In a majority opinion authored by Justice Potter Stewart, the Court held that states may criminalize conduct involving the reproduction of copyrighted material absent explicit federal preemption, because the Copyright Clause grants Congress power but does not necessarily deprive states of concurrent authority to punish wrongful appropriation under state law. The majority distinguished earlier precedents such as Paul v. Virginia and emphasized principles from cases including Erie Railroad Co. v. Tompkins about state law competence. The Court found no explicit statutory preemption in the federal scheme then extant and rejected the argument that the Copyright Clause implicitly ousted state authority to define and punish infringements. Justices Warren E. Burger, Harry Blackmun, Lewis F. Powell Jr., and William Rehnquist joined Stewart.

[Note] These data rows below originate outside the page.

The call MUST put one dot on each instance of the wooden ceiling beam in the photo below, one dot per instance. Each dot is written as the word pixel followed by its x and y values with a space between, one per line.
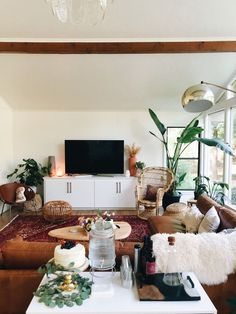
pixel 117 47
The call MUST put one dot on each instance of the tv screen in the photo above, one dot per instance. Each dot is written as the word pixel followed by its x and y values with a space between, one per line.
pixel 94 156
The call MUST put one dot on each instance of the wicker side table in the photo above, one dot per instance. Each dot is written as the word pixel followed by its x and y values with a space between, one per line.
pixel 57 211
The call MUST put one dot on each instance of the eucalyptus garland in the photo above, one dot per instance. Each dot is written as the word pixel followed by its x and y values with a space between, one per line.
pixel 51 295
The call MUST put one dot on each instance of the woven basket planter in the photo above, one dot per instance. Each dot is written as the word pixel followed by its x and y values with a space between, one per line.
pixel 57 211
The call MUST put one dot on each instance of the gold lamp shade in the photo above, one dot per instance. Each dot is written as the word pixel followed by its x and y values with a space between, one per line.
pixel 197 98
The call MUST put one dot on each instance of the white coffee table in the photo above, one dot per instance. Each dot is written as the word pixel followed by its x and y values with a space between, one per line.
pixel 125 301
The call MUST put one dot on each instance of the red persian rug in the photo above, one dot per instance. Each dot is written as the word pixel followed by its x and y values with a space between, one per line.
pixel 36 228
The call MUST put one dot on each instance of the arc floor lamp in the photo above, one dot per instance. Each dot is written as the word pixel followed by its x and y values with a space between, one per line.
pixel 200 97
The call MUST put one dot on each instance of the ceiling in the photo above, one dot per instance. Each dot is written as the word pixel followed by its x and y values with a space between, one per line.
pixel 114 82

A dissent authored by Justice William J. Brennan Jr., joined by Justices Byron White and Thurgood Marshall, argued that allowing state criminal sanctions undermined the uniformity Congress intended for copyright law and conflicted with the structural allocation of authority in cases like Gibbons v. Ogden. The dissent warned about potential collisions between differing state policies and federal objectives exemplified by debates in the House of Representatives and Senate regarding criminalization of intellectual property infringement.

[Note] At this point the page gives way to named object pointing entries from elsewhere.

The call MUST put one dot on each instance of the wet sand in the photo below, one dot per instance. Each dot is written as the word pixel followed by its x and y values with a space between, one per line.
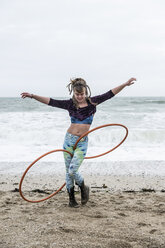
pixel 122 212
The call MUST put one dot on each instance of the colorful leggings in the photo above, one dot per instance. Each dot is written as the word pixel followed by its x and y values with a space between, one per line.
pixel 73 163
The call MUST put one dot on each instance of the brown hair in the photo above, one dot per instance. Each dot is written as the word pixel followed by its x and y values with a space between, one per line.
pixel 79 84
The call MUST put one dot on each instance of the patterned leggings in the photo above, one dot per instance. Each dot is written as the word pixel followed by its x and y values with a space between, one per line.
pixel 73 163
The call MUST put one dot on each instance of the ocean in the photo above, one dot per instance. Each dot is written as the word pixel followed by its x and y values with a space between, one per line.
pixel 29 129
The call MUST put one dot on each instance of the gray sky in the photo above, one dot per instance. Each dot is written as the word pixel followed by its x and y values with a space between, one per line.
pixel 44 43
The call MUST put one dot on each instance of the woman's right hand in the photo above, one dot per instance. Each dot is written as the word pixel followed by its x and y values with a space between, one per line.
pixel 26 94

The decision influenced litigation strategy in subsequent matters involving state penal regulation of copies and phonorecords and was cited in later cases analyzing preemption and federal authority over intellectual property, including disputes adjudicated in the Ninth Circuit and referenced in opinions from the Supreme Court of the United States that addressed federal preemption more narrowly. Legislative responses in the aftermath included increased attention in committees of the United States Senate and United States House of Representatives to harmonize federal criminal remedies, culminating in revisions in later federal statutes. The ruling affected practices of corporations like Sony Music Entertainment and Universal Music Group and informed policy debates at institutions such as the Library of Congress and the United States Copyright Office.

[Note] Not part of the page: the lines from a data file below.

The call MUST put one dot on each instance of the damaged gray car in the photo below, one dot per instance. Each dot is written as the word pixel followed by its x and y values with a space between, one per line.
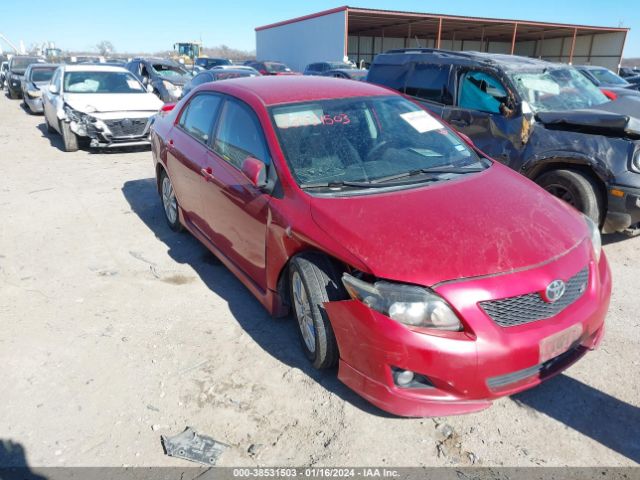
pixel 545 120
pixel 105 105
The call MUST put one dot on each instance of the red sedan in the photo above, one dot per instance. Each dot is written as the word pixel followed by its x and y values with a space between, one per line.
pixel 436 278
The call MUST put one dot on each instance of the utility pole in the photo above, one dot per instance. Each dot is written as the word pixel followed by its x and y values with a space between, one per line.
pixel 8 42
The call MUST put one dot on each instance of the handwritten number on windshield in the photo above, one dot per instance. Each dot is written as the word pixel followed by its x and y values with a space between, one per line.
pixel 339 119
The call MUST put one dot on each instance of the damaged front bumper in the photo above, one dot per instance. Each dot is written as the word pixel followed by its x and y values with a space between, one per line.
pixel 109 131
pixel 623 213
pixel 463 372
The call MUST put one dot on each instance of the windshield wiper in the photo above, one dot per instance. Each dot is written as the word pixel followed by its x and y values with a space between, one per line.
pixel 434 170
pixel 339 184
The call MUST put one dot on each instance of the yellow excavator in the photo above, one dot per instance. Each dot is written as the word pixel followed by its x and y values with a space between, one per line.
pixel 187 52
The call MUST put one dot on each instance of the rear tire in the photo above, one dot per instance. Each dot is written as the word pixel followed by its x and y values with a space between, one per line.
pixel 69 138
pixel 577 189
pixel 314 280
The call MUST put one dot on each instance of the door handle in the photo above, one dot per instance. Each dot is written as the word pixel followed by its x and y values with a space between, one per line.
pixel 207 173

Scholars in law reviews at institutions including Harvard Law School, Yale Law School, Columbia Law School, and New York University School of Law debated the decision's implications for federalism, with commentary referencing analytical frameworks from The Federalist Papers and canonical cases like Marbury v. Madison. Critics argued the majority invited regulatory fragmentation and uncertainty for entities such as Atlantic Records and small publishers; proponents praised the decision as preserving state police powers exemplified in jurisprudence concerning property and torts such as decisions from the Supreme Court of California. Academic critiques appeared in journals associated with University of Pennsylvania Law School and University of Chicago Law School and influenced syllabi at law schools like Stanford Law School and University of Michigan Law School.